Diane, you are a BRAT! lol
Carole
xxoox


----------



## marjrc

Jill, when I saw the title of this thread, I thought "She can't mean 49 HAV puppies, there must be others too!" Well. ... how sad.  I did spot a couple of other breeds in that pen of pups though. 

I can't help but feel for the dams and sires back "home". I AM glad that Rescue has these pups because otherwise, a lot of them end up in OTHER mills as money-making puppy machines so that isn't good either. :frusty: This way, these guys will get spayed/neutered (right??) before going to new homes. I just HATE the idea of any mill operator getting his/her %@%! hands on money for this though! They must make enough money elsewhere to sell some pups "at cost" or they just wouldn't. Maybe they sell more Goldens, Maltese, Beagles or Setters ....... 

Makes me sick.


----------



## cjsud

Well Obama wanted a rescue dog nows his chance.


----------



## Olliesmom

I am helping a girlfriend find a rescue HAV! Any idea how/who to get in touch with regarding the pups??? She and her family would provide an incredible life home...eace:


----------



## Brady's mom

If you goto their website, www.rescuedhavanese.com, you should be able to find their adoption application. It needs to be printed out and submitted with $25 (if I remember correctly). Once they received it, they will call them. When I applied (before Dugan came along through HRI) they contacted me very quickly.


----------



## Missy

I would sure like one of those "G" pups. so sad. But I am glad they are being fostered now.


----------



## cjsud

Does anyone know how these pups are doing? I'm hoping they have found homes and were healthy.


----------



## polomom

*rescued pups*



cjsud said:


> Does anyone know how these pups are doing? I'm hoping they have found homes and were healthy.

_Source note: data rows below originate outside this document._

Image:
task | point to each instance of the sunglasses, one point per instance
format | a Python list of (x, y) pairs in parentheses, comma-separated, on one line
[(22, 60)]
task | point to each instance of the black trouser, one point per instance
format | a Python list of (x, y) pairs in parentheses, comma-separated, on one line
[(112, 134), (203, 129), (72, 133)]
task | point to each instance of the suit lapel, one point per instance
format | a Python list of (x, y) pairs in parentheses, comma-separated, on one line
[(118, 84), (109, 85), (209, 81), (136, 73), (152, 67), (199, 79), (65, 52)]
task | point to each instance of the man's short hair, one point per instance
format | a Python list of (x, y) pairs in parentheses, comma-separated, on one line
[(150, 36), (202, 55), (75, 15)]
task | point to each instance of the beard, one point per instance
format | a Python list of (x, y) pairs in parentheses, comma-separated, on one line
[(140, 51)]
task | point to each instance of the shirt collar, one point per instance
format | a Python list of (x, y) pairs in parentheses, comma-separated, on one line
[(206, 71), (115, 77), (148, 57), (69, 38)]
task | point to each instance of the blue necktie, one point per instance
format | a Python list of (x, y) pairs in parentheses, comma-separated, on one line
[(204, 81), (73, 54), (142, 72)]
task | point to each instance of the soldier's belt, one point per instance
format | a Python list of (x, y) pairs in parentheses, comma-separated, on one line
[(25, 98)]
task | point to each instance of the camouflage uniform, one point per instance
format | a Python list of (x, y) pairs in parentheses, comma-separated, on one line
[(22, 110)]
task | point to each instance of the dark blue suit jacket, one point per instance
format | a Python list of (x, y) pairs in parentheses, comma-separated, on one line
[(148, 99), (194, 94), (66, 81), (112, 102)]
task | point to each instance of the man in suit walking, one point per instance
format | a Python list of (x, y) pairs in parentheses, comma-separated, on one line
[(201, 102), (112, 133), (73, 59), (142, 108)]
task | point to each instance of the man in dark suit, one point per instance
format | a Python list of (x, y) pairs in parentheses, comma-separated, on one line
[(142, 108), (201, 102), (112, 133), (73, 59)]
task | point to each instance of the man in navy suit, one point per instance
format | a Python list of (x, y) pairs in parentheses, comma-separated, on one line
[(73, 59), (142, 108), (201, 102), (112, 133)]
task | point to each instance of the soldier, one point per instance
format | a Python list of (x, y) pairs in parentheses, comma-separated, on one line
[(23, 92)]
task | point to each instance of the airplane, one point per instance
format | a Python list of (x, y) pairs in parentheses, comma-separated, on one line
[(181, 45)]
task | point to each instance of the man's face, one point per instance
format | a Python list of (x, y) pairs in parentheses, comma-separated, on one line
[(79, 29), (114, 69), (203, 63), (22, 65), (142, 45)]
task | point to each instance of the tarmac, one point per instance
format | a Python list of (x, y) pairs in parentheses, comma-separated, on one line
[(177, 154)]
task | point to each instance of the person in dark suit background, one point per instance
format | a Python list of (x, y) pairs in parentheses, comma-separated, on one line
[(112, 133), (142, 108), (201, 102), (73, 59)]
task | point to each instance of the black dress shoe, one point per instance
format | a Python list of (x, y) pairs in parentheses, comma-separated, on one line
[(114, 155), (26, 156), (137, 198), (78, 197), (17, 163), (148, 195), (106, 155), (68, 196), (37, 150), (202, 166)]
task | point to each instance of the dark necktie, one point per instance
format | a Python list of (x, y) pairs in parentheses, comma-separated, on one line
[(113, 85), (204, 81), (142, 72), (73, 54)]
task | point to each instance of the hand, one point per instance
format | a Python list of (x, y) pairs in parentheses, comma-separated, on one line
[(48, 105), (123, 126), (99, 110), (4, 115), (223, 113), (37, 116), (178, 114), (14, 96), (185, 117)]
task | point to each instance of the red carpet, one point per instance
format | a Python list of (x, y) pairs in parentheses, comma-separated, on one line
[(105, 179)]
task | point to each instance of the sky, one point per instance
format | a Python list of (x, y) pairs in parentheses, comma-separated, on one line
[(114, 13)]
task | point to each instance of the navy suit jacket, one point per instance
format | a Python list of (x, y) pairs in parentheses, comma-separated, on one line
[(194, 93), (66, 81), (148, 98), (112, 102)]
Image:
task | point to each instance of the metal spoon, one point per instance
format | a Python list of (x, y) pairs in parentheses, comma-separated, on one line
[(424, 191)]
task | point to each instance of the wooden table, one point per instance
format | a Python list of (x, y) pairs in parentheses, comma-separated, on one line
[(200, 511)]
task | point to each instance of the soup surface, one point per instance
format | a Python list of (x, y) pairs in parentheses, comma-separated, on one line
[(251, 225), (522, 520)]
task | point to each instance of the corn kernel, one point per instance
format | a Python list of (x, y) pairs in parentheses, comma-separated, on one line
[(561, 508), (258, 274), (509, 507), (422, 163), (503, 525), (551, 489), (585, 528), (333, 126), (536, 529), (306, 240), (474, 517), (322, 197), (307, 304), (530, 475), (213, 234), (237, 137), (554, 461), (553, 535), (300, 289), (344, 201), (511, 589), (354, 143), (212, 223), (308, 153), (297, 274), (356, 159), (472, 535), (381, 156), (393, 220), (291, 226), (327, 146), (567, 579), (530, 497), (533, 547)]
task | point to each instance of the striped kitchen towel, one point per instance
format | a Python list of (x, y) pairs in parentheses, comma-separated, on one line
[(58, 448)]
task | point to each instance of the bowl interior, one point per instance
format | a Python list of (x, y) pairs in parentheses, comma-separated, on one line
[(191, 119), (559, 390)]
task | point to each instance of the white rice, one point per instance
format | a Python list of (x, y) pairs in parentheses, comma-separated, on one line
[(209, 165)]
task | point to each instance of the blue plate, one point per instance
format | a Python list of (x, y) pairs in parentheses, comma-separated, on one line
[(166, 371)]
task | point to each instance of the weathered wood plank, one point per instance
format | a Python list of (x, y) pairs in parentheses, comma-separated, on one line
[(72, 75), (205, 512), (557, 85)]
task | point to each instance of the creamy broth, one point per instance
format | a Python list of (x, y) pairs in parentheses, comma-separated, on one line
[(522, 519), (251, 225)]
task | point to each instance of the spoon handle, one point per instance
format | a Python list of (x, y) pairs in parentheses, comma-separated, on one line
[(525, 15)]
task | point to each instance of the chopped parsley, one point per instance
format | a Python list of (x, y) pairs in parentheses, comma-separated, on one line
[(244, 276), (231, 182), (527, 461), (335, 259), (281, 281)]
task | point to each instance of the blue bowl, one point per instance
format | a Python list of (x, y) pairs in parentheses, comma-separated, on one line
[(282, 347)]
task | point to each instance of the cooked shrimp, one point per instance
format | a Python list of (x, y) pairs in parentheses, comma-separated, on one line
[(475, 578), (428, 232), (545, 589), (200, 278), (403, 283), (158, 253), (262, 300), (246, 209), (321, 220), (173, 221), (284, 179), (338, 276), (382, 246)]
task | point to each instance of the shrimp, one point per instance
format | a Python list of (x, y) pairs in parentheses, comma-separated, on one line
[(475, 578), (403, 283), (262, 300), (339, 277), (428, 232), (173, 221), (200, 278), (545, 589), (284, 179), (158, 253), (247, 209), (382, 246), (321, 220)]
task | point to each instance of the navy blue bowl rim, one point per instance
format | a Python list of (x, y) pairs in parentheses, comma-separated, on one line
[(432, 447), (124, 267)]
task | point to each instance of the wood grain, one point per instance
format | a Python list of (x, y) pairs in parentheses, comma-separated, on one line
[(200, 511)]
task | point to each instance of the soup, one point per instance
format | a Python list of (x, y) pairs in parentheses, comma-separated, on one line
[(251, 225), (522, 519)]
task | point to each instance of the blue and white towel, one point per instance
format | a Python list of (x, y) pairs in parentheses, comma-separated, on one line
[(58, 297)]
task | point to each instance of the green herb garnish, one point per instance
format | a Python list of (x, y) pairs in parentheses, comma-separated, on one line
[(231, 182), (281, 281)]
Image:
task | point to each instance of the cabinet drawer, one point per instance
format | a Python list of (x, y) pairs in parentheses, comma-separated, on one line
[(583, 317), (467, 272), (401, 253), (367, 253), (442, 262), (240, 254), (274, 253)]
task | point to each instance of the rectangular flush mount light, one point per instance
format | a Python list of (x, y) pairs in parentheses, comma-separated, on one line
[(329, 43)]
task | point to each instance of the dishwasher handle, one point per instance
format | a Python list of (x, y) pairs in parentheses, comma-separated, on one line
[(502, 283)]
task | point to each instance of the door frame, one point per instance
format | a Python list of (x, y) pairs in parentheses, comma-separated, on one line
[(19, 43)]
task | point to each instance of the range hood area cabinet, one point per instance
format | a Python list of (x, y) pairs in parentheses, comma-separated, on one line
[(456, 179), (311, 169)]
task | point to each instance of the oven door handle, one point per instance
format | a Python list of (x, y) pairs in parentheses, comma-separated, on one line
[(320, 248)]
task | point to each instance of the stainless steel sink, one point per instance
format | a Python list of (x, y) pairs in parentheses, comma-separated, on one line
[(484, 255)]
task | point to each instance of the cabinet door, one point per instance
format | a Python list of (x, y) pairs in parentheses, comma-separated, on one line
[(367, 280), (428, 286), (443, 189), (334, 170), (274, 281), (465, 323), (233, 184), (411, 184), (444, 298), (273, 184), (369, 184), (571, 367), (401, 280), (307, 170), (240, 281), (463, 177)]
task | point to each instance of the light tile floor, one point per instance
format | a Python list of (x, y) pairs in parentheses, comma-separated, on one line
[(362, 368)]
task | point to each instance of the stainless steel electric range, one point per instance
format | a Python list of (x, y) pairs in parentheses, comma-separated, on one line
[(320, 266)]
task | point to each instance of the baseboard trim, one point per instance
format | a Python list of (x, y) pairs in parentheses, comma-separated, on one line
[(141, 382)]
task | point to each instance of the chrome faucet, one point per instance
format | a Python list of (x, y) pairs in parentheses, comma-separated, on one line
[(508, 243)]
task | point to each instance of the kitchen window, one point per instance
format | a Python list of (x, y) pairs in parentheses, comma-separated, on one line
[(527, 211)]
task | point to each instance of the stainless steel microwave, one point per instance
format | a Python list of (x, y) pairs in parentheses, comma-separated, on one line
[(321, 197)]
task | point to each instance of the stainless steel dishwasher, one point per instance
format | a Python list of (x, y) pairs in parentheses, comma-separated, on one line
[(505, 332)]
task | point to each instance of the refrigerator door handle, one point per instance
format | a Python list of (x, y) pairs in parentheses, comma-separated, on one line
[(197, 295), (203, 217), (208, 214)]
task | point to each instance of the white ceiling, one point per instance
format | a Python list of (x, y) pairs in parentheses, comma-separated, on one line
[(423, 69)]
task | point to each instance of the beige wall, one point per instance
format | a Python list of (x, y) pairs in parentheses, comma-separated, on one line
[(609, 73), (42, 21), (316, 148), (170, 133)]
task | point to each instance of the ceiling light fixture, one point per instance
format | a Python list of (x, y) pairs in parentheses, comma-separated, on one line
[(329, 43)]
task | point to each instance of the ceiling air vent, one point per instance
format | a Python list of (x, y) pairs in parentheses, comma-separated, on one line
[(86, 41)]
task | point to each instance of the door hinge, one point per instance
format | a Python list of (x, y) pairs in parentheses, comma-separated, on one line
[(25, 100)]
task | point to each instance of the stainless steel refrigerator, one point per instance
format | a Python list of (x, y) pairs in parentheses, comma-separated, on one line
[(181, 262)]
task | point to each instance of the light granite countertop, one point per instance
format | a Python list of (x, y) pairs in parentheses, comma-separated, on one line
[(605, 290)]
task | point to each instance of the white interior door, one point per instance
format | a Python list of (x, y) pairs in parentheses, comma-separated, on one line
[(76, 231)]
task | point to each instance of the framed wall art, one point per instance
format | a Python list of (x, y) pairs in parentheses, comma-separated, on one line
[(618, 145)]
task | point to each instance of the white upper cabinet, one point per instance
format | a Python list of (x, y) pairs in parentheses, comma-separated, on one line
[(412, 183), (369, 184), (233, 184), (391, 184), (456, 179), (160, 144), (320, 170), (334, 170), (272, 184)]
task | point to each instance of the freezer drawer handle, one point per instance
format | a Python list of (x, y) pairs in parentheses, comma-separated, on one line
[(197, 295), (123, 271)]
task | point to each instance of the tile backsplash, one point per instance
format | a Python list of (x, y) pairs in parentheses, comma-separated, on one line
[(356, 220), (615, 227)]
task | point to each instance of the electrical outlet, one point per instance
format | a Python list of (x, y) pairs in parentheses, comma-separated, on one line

I rescued two of those babies, so did my best friend. One of her furbabies went to a wonderful home last week. One of my babies leaves on Sunday. Gilbert (female, 2nd in last row of the havaneserescue website) was quite sick when I got her. She was malnourished, full of parasites and had pnuemonia. Today she is roly-poly, smart and funny. She races through the house, up and down the stairs. She *flies off the deck, frolics in the snow and wrestles with her rescue mate. She keeps up with my three dogs quite well. Recently, my doorbell and phone rings in the afternoons and its usually for "Gilbert". The grade school girls next door take her home to play ...I let her go for 10-15 minutes. She might even be cuter than my hav (shhh! don't tell my baby).
I've had the same question some others have had questioning whether getting these babies from the mills supports the millers. I don't have an answer but I do know this baby certainly would have died had she not been rescued. Several people are interested in her. She'll be a joyful addition to a good family.*


----------



## Scooter's Family

All of you who foster these sweet babies are doing such a wonderful thing! :hug: To care for them when they're sick and then love them back to good health is so great!


----------



## marjrc

That is great, great news and just made my day.


----------



## cjsud

Wow thanks for the update it's wonderful news.


----------



## carohav

How scary! Thank God the owl didn't carry her off... too scary to think about!!


----------



## Jill in Mich

Thanks for the update Sophie and thanks for taking care of two of these pups. I too have mixed feelings about buying dogs at auctions to save them.....until I hear an individual's sad start and wonderful success story.....and then there's no doubt saving them is the right thing to do. Thanks again!


----------